Temperatura maksymalna wyniesie od 18 stopni na Suwalszczyźnie przez 23-25 stopni na większym obszarze do 27 stopni na Dolnym Śląsku. Wiatr z kierunku południowego i południowo-wschodniego będzie wiać słabo, najwyżej umiarkowanie.
Ciśnienie będzie lekko podwyższone i będzie spadać. Barometry pokażą w samo południe od 1014 hPa na zachodnim Pomorzu do 1019 hPa na Podlasiu. Biomet pozostanie korzystny dla naszego samopoczucia.
Noc ze środy na czwartek (15/16.09) przyniesie nam front atmosferyczny, a wraz z nim deszcze wędrujące z zachodu na wschód kraju. Sprowadzą one, najpierw do północno-zachodnich regionów, chłodniejsze powietrze polarno-morskie.

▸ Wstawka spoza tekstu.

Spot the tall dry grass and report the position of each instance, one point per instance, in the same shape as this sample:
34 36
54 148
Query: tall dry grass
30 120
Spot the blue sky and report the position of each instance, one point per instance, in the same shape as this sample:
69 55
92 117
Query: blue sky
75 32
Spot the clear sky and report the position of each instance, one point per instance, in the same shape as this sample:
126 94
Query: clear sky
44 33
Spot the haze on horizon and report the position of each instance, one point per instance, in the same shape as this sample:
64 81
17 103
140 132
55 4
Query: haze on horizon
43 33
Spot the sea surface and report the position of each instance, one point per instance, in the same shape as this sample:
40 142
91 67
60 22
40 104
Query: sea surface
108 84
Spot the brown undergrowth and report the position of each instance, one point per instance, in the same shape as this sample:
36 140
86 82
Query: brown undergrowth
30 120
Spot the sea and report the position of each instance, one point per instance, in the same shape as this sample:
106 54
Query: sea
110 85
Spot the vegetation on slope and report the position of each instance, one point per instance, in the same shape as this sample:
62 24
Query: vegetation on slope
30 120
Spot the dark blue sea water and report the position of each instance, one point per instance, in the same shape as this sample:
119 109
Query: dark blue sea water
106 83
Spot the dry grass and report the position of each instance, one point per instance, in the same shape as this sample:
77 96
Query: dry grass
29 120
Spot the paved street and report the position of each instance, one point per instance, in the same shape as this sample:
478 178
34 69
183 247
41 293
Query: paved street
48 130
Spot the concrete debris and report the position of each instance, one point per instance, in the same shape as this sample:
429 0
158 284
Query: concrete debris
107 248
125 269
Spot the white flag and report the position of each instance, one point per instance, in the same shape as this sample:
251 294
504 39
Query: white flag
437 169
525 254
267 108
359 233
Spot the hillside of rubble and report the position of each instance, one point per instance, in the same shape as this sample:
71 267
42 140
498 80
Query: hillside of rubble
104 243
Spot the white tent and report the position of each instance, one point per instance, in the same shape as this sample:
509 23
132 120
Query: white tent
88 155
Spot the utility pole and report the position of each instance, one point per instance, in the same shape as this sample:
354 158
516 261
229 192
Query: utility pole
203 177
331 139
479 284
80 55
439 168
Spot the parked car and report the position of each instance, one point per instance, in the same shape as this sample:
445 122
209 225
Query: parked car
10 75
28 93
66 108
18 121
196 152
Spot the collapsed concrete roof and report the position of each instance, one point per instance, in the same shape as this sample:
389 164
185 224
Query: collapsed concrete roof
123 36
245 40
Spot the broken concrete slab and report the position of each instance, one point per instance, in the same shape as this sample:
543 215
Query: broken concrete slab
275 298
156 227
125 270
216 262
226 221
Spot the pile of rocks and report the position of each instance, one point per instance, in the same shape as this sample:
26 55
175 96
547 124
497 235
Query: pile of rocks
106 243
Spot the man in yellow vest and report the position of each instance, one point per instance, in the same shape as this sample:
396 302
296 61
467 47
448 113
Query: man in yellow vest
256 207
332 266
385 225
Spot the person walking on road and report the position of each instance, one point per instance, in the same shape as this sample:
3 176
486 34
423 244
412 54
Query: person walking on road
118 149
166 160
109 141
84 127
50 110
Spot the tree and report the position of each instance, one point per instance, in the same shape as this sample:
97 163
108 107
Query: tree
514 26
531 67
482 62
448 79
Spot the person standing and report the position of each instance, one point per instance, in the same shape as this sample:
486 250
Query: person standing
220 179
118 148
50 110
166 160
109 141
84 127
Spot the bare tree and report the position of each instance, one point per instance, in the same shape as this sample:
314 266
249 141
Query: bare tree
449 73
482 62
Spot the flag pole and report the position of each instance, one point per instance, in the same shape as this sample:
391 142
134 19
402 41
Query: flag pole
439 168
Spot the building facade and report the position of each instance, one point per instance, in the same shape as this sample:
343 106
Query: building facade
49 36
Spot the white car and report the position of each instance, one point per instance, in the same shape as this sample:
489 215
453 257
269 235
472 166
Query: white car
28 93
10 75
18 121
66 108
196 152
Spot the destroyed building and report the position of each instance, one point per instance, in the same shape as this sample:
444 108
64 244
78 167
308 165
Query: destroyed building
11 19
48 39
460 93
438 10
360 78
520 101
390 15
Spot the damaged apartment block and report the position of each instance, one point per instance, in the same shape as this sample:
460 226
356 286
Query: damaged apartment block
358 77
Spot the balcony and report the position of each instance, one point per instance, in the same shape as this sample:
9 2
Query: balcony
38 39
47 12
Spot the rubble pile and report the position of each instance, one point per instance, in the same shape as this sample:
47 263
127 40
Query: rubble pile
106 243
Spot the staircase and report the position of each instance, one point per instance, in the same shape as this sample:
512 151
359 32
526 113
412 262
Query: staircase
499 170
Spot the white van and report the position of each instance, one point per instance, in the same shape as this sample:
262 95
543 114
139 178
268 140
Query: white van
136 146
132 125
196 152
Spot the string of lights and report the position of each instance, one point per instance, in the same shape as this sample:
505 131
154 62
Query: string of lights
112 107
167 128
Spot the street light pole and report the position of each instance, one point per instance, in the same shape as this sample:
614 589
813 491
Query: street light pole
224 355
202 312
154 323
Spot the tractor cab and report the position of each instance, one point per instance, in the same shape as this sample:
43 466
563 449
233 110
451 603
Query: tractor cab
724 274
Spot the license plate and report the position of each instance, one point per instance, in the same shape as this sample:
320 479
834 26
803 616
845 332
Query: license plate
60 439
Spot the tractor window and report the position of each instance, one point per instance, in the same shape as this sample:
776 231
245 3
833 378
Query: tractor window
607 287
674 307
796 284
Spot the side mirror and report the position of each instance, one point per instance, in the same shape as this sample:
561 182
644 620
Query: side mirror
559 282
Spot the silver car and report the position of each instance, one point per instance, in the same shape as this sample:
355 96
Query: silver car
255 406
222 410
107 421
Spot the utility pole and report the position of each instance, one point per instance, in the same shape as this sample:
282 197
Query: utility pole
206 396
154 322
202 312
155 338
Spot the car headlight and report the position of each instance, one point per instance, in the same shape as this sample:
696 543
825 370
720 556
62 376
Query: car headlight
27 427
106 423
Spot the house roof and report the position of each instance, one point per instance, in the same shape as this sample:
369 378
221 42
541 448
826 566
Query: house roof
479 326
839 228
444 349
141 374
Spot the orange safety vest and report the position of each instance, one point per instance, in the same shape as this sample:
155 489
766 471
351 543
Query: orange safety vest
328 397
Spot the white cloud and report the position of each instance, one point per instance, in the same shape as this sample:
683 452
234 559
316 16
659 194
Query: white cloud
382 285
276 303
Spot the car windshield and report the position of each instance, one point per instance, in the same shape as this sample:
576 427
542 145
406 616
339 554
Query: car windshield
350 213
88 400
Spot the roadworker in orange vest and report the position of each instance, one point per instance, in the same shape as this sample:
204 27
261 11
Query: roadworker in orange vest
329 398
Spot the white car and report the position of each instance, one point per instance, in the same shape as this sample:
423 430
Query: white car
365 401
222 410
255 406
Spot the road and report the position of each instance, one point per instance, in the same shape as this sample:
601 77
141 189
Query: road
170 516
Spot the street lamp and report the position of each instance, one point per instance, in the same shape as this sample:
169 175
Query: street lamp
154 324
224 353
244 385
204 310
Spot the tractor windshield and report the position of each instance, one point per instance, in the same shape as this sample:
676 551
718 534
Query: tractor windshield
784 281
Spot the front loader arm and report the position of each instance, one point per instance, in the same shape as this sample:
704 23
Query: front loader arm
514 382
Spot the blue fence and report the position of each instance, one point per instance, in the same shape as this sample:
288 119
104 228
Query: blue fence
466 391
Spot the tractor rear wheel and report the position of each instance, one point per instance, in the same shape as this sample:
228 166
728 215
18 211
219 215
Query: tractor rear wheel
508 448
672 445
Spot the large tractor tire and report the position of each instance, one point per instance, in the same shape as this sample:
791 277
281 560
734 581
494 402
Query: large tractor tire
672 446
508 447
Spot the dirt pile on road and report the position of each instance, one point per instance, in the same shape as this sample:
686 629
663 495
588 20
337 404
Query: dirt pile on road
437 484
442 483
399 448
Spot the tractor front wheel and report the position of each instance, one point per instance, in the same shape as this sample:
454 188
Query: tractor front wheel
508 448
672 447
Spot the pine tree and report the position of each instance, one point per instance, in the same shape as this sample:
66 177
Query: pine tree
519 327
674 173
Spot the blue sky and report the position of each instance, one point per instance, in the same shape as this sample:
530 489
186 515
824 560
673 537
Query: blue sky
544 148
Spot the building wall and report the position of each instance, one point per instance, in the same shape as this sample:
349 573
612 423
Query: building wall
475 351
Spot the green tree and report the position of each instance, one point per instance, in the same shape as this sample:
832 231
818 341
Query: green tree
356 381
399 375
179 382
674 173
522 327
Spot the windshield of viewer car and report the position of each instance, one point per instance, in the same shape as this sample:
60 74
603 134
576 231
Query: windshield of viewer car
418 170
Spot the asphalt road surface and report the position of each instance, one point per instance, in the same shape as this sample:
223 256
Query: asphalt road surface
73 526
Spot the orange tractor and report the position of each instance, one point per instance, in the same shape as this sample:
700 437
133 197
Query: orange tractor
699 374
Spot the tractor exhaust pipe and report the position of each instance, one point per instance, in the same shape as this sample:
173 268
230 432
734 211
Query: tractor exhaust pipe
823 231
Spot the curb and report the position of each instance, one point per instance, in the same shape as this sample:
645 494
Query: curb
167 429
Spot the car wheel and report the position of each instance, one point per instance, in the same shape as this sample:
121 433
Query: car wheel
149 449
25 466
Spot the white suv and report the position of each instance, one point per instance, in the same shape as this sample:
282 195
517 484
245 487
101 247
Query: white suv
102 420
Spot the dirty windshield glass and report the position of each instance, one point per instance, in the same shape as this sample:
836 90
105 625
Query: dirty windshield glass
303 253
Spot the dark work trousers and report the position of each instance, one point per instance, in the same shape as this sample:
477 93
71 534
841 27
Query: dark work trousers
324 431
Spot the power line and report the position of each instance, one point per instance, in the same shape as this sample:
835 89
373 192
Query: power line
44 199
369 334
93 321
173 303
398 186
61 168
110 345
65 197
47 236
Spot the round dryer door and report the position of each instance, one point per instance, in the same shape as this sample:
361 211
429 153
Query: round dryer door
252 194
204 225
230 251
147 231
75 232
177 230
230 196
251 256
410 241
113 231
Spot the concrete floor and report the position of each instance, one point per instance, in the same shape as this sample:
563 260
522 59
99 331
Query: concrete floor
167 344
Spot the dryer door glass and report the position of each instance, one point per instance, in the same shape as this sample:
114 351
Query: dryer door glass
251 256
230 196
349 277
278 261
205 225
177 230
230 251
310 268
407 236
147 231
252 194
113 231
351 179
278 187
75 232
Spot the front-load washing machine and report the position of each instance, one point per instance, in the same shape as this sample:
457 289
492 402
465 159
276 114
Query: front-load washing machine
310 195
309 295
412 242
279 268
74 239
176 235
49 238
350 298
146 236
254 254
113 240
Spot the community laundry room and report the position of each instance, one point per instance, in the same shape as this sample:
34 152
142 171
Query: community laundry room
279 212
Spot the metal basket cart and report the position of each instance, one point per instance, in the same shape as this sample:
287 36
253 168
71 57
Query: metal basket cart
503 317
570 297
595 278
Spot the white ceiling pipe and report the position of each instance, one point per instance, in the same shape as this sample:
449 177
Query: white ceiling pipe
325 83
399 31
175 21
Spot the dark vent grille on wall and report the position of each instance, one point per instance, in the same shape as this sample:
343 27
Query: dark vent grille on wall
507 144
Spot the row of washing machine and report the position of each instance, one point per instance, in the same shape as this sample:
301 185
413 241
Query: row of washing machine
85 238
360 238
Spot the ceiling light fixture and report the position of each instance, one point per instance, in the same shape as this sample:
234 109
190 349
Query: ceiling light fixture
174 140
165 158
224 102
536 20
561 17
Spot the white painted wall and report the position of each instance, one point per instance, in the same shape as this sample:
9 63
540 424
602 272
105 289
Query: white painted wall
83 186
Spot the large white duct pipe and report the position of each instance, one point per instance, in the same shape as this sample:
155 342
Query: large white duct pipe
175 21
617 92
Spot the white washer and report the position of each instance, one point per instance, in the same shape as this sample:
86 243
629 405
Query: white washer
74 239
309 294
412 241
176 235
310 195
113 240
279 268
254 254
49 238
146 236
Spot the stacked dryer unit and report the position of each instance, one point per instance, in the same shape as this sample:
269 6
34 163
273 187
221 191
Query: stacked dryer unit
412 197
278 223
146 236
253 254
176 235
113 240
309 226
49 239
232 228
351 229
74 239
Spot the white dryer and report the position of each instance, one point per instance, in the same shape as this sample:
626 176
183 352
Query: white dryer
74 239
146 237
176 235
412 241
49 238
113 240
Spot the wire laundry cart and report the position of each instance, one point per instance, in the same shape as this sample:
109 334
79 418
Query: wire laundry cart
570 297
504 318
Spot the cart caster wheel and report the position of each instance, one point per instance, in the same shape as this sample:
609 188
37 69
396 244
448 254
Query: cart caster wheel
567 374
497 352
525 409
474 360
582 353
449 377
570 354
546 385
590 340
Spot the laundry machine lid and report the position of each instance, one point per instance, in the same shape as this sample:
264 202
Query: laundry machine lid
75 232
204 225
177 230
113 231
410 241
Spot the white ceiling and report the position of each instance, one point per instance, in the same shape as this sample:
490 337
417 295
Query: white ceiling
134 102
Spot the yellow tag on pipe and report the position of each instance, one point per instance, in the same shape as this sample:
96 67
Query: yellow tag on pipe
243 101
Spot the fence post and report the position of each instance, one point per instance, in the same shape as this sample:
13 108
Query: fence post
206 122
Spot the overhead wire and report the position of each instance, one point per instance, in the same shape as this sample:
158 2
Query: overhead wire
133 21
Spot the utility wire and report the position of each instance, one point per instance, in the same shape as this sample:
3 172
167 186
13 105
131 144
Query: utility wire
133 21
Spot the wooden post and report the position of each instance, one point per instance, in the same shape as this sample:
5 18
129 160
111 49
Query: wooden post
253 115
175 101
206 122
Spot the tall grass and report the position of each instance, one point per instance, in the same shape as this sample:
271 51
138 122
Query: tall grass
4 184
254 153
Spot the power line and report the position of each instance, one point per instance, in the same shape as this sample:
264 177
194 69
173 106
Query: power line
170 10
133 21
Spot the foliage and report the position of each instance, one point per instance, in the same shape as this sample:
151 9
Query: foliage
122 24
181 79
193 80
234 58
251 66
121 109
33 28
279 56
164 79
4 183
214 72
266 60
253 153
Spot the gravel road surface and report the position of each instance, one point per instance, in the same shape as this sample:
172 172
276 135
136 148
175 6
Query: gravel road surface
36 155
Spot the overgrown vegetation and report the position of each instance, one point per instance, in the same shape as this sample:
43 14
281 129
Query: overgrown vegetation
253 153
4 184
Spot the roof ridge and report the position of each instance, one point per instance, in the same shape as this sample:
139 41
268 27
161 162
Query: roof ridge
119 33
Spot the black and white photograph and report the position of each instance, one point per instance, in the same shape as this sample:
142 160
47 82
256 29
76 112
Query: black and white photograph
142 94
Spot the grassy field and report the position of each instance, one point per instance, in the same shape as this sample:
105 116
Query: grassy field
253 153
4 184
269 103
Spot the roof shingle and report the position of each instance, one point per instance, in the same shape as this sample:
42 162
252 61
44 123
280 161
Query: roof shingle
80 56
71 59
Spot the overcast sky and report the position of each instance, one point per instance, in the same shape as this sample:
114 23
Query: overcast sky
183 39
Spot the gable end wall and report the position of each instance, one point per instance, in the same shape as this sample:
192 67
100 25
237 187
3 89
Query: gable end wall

Czwartek (16.09) w większości regionów minie pod znakiem przeważającego zachmurzenia i opadów deszczu, a miejscami także słabych burz. Tylko na wschodzie padać nie powinno, ale zacznie się chmurzyć. Najmocniej padać będzie na Pomorzu, Warmii, Mazurach i Podlasiu, gdzie spadnie nawet do 20-30 mm deszczu.
To będzie ostatni tak ciepły dzień w tym roku, z temperaturą przekraczającą miejscami 25 stopni. Na większym obszarze odnotujemy od 20 do 24 stopni, a na bardzo deszczowej północy zaledwie 17 stopni.
W piątek (17.09) obudzimy się w zupełnie innej, jesiennej rzeczywistości pogodowej, ponieważ za oknem ujrzymy ponure krajobrazy, deszcze i niską temperaturę nie wyższą niż od 13 do 19 stopni. Kolejnych wiele dni już poniżej 20 stopni, przeważnie w okolicach 15 stopni, z chmurzącym się niebem i opadami.